Quando si potrà togliere la mascherina? il punto della situazione

Il primo step riguarderà le situazioni all’aperto, ma quando ciò potrà accadere? Ne hanno parlato il professor Fabrizio Pregliasco ed il sottosegretario del Ministero della Salute Andrea Costa

Quando toglieremo le mascherine in Italia? La domanda ricorre, tenuto conto che finalmente sul fronte Covid c’è un’aria di ottimismo consistente. I contagi registrano numeri in calo, la pressione sui servizi sanitari sta diminuendo e soprattutto i vaccini funzionano.

È dunque il momento di guardare con ottimismo al futuro, ma non di abbassare la guardia. In fondo ancora oggi decine di persone muoiono ogni giorno, pur con dati inferiori ai periodi peggiori, e la campagna vaccinale, pur sottolineando l’accelerazione avuta, non è ancora completata.

Le mascherine, per un po’, faranno ancora parte della vita quotidiana.
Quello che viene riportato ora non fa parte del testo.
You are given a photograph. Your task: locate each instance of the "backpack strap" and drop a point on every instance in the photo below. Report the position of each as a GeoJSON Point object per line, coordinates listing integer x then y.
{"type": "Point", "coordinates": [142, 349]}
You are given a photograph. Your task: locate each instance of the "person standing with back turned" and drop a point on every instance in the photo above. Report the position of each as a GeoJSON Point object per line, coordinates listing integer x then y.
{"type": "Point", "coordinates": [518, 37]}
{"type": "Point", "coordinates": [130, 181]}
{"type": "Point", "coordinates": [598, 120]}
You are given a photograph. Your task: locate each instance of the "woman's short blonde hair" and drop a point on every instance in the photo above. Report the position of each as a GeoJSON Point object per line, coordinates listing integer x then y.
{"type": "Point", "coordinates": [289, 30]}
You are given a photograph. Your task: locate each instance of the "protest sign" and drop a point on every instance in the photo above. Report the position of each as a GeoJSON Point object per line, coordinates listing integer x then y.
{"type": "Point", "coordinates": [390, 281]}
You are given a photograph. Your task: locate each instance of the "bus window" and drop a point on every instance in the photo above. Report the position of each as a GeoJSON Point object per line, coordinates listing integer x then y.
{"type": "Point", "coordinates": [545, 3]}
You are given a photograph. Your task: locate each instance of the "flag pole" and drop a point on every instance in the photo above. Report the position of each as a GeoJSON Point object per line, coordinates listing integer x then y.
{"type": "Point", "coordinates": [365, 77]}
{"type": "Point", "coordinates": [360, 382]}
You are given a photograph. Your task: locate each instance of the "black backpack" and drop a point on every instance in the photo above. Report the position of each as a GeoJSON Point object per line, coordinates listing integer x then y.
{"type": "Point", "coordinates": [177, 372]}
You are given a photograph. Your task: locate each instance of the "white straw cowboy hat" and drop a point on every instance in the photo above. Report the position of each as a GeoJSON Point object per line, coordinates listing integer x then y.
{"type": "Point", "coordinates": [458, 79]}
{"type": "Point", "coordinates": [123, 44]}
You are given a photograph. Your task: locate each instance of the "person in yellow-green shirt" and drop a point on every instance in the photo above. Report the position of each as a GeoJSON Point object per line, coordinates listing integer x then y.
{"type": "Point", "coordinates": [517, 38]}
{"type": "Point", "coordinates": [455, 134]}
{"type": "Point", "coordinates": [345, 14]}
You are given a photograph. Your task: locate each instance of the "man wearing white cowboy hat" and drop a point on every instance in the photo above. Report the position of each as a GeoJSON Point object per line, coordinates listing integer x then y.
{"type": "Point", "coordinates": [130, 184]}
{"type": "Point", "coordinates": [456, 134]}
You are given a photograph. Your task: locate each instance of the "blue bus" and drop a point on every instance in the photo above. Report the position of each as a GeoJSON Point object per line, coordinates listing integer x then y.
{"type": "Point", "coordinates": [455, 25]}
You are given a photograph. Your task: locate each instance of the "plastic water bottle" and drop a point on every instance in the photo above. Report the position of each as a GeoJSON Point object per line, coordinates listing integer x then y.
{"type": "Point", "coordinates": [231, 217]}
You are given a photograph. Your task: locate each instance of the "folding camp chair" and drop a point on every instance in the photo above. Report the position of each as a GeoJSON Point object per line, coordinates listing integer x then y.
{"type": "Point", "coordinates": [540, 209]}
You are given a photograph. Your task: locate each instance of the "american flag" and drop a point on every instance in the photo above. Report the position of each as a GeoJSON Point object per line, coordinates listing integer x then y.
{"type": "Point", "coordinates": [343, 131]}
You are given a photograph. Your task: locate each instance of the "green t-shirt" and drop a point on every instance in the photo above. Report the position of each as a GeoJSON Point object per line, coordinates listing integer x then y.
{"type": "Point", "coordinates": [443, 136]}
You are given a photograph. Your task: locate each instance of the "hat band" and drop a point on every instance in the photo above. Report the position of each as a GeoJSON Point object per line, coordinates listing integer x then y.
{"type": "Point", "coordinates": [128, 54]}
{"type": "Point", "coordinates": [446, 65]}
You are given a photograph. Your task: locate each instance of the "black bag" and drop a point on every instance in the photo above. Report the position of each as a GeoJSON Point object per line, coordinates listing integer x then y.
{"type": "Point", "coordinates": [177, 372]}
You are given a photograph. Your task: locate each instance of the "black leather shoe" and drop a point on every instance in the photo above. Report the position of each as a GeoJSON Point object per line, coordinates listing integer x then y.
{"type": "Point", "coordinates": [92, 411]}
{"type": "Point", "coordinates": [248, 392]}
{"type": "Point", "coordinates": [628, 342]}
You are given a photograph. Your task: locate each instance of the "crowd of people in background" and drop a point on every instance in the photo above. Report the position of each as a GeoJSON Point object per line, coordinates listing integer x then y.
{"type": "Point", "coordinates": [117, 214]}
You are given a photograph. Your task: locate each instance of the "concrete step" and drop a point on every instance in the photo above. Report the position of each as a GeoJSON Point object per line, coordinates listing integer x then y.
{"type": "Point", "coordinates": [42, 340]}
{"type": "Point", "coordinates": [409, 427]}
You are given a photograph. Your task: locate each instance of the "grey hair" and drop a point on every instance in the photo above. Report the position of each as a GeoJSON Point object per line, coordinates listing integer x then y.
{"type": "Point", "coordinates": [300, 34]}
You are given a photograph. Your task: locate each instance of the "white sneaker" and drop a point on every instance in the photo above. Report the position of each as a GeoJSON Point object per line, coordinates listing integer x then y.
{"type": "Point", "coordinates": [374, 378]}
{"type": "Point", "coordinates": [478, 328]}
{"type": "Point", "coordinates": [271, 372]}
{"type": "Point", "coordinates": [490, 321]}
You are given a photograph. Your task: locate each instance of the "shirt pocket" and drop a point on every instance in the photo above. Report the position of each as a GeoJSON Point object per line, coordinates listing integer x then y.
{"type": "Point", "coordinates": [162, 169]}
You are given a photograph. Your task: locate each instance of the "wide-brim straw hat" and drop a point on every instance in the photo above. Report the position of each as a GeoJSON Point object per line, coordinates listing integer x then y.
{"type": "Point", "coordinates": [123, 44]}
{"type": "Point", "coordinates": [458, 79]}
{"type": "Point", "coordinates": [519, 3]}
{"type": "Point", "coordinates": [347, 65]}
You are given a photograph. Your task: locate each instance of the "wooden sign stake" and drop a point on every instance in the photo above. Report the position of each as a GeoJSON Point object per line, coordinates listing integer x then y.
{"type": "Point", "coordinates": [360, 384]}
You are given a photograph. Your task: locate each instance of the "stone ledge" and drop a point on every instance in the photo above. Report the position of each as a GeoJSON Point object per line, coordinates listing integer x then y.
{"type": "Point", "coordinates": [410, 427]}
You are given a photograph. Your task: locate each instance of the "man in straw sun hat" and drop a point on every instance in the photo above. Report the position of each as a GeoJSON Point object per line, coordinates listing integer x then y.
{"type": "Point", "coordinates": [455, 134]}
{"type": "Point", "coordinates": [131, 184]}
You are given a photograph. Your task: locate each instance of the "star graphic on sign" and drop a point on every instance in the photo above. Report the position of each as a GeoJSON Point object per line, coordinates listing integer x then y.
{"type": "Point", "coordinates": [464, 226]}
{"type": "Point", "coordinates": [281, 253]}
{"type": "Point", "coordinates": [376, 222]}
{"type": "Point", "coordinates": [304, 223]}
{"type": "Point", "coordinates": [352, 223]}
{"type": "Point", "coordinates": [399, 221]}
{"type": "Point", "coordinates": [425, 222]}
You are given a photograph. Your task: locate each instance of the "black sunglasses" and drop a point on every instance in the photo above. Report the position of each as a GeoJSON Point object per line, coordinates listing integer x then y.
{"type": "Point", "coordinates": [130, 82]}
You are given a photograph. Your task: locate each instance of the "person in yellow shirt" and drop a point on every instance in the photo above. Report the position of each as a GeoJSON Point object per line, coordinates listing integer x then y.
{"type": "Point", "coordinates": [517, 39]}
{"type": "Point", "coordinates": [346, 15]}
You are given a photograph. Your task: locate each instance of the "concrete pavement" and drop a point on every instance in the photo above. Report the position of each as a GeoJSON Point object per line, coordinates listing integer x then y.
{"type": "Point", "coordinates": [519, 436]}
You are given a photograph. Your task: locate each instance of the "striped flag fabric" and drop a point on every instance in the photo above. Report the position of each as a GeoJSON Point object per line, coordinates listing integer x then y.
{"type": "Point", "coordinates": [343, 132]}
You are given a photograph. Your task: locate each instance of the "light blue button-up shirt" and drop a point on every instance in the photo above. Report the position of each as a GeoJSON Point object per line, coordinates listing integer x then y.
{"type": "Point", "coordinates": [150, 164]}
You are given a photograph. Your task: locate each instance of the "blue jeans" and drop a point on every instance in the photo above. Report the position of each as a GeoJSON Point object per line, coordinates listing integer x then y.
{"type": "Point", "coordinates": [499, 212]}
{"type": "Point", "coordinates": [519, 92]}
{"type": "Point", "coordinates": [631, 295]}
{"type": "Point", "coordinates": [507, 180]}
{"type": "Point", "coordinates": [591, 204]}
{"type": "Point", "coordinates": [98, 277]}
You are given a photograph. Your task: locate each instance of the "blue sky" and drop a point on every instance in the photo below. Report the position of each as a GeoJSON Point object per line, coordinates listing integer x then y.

Il primo step dovrebbe essere la possibile revoca dell’obbligo all’aperto, ma sarà un passo graduale che potrà avvenire solo con un’aggiunta di alcune milioni di persone vaccinate.

Mascherina ancora necessaria, il virus circola

Rispetto alla necessità di continuare a rispettare le norme si è espresso il professor Fabrizio Pregliasco. «Dobbiamo - ha detto il virologo nel corso della trasmissione Coffee Break di La 7 del 21 maggio - continuare a mantenere le caratteristiche del nuovo galateo che dobbiamo ancora continuare ad adottare perché alcune liberalità rispetto alle mascherine e altro, come abbiamo visto fare in altre nazioni, si possono fare con valori di protezione e di percentuale di vaccinati superiore ai nostri».

Rispetto alla situazione ottimale per iniziare a prevedere maggiori libertà sul fronte mascherine ha fissato l’obiettivo in merito alle vaccinazioni da raggiungere. «Almeno - ha evidenziato - di un altro 20% in più, come minimo per poter essere più tranquilli».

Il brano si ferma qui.